En un distrito uninominal pequeño son las clases más ilustradas y activas, las más creativas y dinámicas las que llevan la voz cantante, a poco que se les dé un mínimo de libertad de expresión y pensamiento. Los partidos estatales son radicalmente incompatibles con la representación en general y la de tales grupos meritocráticos en particular.
De nada sirve ninguna reforma si no apunta al corazón del sistema electoral.
La población española está entregada en manos de autonomías administrativas ridículas, sometida a administraciones locales patrimonializadas, sin tener una única voz que pueda expresar su unidad. Eso es lo que más temen los oligarcas y sus clientelas. Pero esos españoles son, afortunadamente, una minoría cobarde, miedosa y nada combativa. Son la gangrena que vota y acepta la corrupción como el aire que respira.
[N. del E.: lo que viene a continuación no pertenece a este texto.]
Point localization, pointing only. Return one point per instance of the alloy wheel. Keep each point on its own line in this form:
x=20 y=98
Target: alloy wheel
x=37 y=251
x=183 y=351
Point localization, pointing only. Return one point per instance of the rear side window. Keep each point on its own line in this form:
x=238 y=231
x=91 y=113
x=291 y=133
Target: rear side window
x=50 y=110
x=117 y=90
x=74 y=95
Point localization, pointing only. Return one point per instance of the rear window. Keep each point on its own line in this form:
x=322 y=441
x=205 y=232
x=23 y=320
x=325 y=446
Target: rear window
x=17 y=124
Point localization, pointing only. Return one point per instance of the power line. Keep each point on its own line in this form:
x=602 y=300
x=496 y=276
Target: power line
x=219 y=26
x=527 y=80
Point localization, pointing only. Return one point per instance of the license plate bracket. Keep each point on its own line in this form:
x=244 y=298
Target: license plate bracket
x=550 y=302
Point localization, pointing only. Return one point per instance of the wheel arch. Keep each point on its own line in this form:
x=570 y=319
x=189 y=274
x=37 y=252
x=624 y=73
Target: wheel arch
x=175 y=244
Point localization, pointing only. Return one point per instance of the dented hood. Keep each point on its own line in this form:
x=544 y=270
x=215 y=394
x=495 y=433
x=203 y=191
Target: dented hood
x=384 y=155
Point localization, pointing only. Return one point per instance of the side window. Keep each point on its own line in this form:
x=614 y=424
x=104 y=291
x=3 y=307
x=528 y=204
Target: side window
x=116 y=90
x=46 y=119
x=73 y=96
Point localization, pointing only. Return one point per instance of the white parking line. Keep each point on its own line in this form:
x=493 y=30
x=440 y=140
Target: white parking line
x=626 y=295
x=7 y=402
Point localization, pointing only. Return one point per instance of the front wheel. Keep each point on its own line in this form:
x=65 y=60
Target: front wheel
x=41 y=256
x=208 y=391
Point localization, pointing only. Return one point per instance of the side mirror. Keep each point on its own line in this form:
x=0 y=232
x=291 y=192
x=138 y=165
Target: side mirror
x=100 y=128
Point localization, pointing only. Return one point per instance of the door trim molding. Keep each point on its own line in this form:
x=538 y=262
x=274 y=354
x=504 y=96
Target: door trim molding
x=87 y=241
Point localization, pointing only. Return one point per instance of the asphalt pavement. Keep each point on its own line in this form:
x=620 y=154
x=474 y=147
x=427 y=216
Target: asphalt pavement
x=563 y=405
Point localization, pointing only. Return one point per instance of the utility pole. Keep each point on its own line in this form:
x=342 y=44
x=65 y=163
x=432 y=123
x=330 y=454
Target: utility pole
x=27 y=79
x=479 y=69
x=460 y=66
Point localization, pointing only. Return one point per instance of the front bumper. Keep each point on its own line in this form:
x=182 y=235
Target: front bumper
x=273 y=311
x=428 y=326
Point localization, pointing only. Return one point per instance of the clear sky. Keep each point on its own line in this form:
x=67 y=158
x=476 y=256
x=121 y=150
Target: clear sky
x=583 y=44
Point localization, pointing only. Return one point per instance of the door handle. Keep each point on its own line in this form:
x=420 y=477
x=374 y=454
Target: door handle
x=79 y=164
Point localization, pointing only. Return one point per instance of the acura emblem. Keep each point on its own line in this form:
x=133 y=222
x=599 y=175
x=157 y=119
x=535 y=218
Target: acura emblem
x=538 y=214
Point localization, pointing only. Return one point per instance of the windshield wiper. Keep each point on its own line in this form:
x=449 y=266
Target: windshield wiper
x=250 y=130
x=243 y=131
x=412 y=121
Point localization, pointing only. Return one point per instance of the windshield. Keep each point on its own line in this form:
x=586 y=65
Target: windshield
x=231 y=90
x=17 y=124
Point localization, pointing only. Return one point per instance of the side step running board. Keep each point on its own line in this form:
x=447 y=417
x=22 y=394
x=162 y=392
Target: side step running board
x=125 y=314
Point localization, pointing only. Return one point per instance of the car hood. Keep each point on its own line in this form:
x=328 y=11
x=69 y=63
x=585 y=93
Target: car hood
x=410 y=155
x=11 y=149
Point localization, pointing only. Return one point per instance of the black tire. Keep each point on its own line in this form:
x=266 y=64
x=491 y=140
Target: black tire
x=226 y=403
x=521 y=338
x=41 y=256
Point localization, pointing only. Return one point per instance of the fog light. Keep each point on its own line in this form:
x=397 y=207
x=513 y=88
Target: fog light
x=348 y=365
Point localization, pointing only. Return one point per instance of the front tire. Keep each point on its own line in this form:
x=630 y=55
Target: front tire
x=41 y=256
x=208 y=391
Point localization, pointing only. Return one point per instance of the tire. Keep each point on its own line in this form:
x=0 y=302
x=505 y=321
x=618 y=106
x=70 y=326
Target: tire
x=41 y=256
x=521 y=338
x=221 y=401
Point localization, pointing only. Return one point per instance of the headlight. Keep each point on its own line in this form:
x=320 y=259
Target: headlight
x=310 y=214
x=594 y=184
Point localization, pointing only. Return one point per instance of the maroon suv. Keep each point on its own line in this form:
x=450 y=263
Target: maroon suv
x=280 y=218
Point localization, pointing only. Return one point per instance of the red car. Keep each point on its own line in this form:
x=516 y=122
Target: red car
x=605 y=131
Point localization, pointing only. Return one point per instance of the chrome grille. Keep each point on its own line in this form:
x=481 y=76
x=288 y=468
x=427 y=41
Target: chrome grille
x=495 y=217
Es ya sólo una cuestión de tiempo la total implosión de este régimen. Puede todavía durar mucho y hacer mucho daño su mantenimiento, pero hay algo en la sociedad española, pese a su profundo analfabetismo político, que todavía no se ha sabido calibrar en sus potencialidades. No es tan evidente que no haya alternativa. Bastaría un mínimo de auténtica libertad de expresión pública de las propuestas más renovadoras, en incluso abierta y conscientemente rupturistas, para que una parte, sin duda la mejor, de la población se inclinara por ellas.
Esa es la cuestión decisiva: los distritos electorales deben tener una base socioeconómica y una identidad determinada.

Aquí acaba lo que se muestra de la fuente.